The ZIPANG Mesopotamian storytellers June Peters, Fran Hazelton and Badia Obaid tell and teach others to tell stories from ancient Iraq through the art of oral storytelling. June and Fran tell and teach in English. Badia tells and teaches in Arabic
Who was Enheduanna?
The Enheduanna Society is a registered heritage education charity (registration number 1097515) founded in 2002 to popularise the literature of Ancient Iraq (Mesopotamia) through the art of oral storytelling. The woman it takes its name from lived in Mesopotamia in about 2300 BCE, and was the world’s first named poet.
Enheduanna’s surviving work, originally written in Sumerian, consists of three poems to the goddess Inanna and forty temple hymns.
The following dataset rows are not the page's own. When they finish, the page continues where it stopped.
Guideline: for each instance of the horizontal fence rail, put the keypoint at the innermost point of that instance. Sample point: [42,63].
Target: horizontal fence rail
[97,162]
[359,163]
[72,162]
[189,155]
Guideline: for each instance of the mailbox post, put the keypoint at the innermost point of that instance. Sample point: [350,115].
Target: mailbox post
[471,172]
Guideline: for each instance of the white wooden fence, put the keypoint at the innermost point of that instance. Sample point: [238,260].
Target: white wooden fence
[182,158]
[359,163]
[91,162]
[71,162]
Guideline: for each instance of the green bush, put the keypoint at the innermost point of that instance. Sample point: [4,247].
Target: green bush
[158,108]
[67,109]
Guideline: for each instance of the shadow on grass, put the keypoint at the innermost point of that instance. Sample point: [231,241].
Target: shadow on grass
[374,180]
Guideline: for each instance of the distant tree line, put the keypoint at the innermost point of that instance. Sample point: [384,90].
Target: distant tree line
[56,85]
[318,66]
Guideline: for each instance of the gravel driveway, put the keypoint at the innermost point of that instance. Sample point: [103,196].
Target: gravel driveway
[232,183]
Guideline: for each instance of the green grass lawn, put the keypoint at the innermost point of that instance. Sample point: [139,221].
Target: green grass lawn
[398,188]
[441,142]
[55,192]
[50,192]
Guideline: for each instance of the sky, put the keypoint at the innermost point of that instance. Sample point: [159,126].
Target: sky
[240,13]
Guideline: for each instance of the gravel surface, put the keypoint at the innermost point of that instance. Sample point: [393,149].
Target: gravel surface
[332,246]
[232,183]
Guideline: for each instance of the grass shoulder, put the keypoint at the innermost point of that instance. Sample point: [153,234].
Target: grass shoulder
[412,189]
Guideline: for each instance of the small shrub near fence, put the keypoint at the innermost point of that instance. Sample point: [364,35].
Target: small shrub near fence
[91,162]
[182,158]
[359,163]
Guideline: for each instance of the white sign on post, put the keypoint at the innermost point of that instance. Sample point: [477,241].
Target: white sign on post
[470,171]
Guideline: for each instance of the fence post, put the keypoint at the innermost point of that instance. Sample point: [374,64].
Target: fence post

Click here for more information about Enheduanna: her life, her world, her poetry.
ZIPANG Mesopotamian storytelling
The ZIPANG Mesopotamian storytellers began performing in 1997 when June Peters and Fran Hazelton told the Gilgamesh Epic at the Kufa Gallery in London, based on a new translation by Andrew George.
Since then there have been ZIPANG performances in private parties, storytelling clubs, Oxford, Cambridge and London universities, the October Gallery, the Hayward Gallery, the British Museum, the Ashmolean Museum, the Story Museum, the Poetry Café in Covent Garden, the Reel Iraq Festival in Shoreditch, the Battersea Barge on the River Thames, and at a forest storytelling festival in Morocco.
ZIPANG storytellers make a unique contribution to the transmission of knowledge about ancient Iraq. They pass on by word of mouth the stories of Mesopotamian myths and poetry to those who want to know them.